A voice-over narration that condescends to the audience isn't the most auspicious start for a film, particularly for Boy Culture, the story of a Seattle hustler trying to find his own ability to love while plying his trade.
''I'm gay and they've made a movie about me. Keep up,'' says X, the anonymously named protagonist, whose self-involvement is off-putting to both the viewer and the rest of the characters. For tax purposes, X shares his fabulous apartment with two others: recently out Andrew (Darryl Stephens of Noah's Arc) and runaway teen-queen Joey, both of whom harbor feelings for X.
But X, as he explains in excruciating detail, is a judgmental sort, ''a hustler with morals...not a slut.'' Unable to allow himself an emotional connection with Andrew and struggling with his paternal instincts for Joey, X finds himself drawn to his newest client, the elderly and worldly Gregory.
Starring Patrick Bauchau, Darryl Stephens
Landmark E Street Cinema
Although X spends much of the first half or so of the film explaining everything -- a bit more showing and a bit less telling would have been nice -- as he starts shutting up more often, Boy Culture starts pulling you in.
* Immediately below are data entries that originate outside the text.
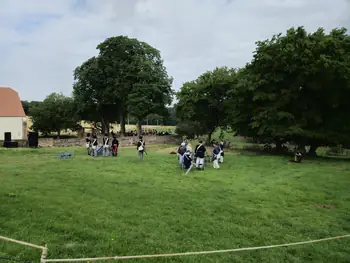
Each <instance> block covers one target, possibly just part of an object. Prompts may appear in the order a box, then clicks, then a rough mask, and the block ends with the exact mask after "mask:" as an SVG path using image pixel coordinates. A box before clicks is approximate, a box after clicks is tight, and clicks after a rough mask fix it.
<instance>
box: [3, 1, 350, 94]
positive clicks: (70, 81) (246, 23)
mask: <svg viewBox="0 0 350 263" xmlns="http://www.w3.org/2000/svg"><path fill="white" fill-rule="evenodd" d="M300 25H303V26H305V28H306V29H307V30H308V31H314V30H316V29H317V28H318V27H324V28H325V29H327V30H330V29H332V28H335V27H347V28H348V29H350V1H349V0H59V1H51V0H0V86H10V87H12V88H13V89H15V90H17V91H18V92H19V93H20V97H21V99H22V100H43V99H44V98H45V97H46V96H47V95H48V94H50V93H51V92H62V93H64V94H66V95H71V92H72V83H73V77H72V72H73V70H74V68H75V67H76V66H78V65H80V64H81V63H82V62H83V61H85V60H86V59H88V58H89V57H91V56H94V55H96V54H97V51H96V46H97V44H99V43H100V42H102V41H103V40H104V39H105V38H107V37H111V36H117V35H127V36H129V37H133V38H138V39H140V40H142V41H145V42H148V43H149V44H150V45H152V46H154V47H156V48H157V49H159V50H160V51H161V54H162V57H163V59H164V62H165V65H166V67H167V69H168V73H169V75H171V76H173V77H174V88H175V89H176V90H177V89H179V88H180V87H181V85H182V83H183V82H185V81H190V80H193V79H195V78H196V77H198V75H200V74H201V73H203V72H205V71H206V70H211V69H214V68H215V67H217V66H230V67H241V66H244V65H245V63H246V62H248V61H250V60H251V58H252V52H253V51H254V49H255V41H257V40H263V39H266V38H270V37H271V36H272V35H273V34H276V33H280V32H285V31H286V30H287V29H288V28H289V27H292V26H295V27H296V26H300Z"/></svg>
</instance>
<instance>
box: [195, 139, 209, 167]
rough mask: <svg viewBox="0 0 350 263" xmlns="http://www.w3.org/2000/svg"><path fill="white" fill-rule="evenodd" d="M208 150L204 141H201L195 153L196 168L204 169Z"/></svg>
mask: <svg viewBox="0 0 350 263" xmlns="http://www.w3.org/2000/svg"><path fill="white" fill-rule="evenodd" d="M206 151H207V150H206V149H205V146H204V145H203V141H199V144H198V145H197V146H196V148H195V150H194V153H195V157H196V167H197V169H199V170H202V169H204V157H205V152H206Z"/></svg>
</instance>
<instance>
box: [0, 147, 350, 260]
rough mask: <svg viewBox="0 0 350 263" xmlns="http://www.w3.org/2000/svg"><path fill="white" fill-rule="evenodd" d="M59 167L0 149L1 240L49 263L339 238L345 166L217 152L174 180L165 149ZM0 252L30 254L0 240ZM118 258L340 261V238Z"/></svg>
mask: <svg viewBox="0 0 350 263" xmlns="http://www.w3.org/2000/svg"><path fill="white" fill-rule="evenodd" d="M175 149H176V147H175V146H165V145H160V146H150V148H149V149H148V152H149V155H147V156H145V160H144V161H143V162H140V161H139V160H138V158H137V153H136V151H135V149H134V147H133V148H122V149H121V151H120V156H119V157H118V158H96V159H93V158H91V157H88V156H86V154H85V151H84V150H83V149H82V148H70V149H68V150H74V151H75V154H76V158H75V159H73V160H58V159H57V158H56V155H57V154H58V152H60V151H62V149H58V148H53V149H36V150H31V149H12V150H10V149H0V185H1V187H0V204H1V209H0V232H1V234H2V235H5V236H9V237H12V238H16V239H21V240H26V241H29V242H33V243H38V244H44V243H47V244H48V248H49V258H57V257H59V258H65V257H69V258H72V257H88V256H111V255H134V254H153V253H168V252H185V251H198V250H214V249H229V248H236V247H249V246H259V245H269V244H279V243H288V242H296V241H301V240H309V239H317V238H323V237H327V236H335V235H342V234H347V233H350V226H349V220H350V214H349V209H350V192H349V176H350V163H349V162H345V161H337V160H324V159H314V160H311V161H310V160H305V162H303V163H302V164H300V165H295V164H289V163H288V159H289V158H287V157H280V156H259V155H253V156H252V155H250V154H249V155H248V153H244V152H242V153H239V152H227V153H226V157H225V163H224V164H223V165H222V167H221V169H220V170H219V171H217V170H214V169H213V168H211V167H208V169H207V170H205V171H204V172H198V171H194V172H193V173H192V172H191V174H190V176H185V175H184V173H183V171H181V170H180V169H179V167H178V165H177V160H176V156H175V155H170V154H169V152H170V151H172V150H175ZM0 256H8V257H16V258H19V259H22V260H27V261H32V262H37V261H38V259H39V257H40V252H38V251H36V250H33V249H23V247H21V246H18V245H12V244H8V243H5V242H2V241H0ZM127 262H245V263H249V262H266V263H267V262H268V263H271V262H327V263H328V262H338V263H339V262H344V263H345V262H350V240H349V239H342V240H339V241H329V242H325V243H318V244H314V245H305V246H297V247H291V248H277V249H270V250H261V251H250V252H240V253H233V254H216V255H203V256H189V257H181V258H168V259H164V258H163V259H162V258H161V259H147V260H134V261H132V260H130V261H127Z"/></svg>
It also pulls some surprises -- while there are a handful of cute butt shots throughout, director Q. Allan Brocka chooses to make a revelatory sex scene between the studly X and the geriatric Gregory the most explicit and charged sexual moment.
The performances are strong all around -- even Jonathon Trent's initially grating Joey becomes a welcome presence. Stephens is about six different ways of cute and then some, and he plays Andrew's indecision in a much less frustrating way than X's. Then again, Magyar's a bit hamstrung delivering all the tedious narration.
Rough at the start and smooth by the end, Boy Culture, which opens Friday at the Landmark E Street Cinemas, ends up mirroring (purposefully or not) X's own journey, which is a surprisingly enjoyable one.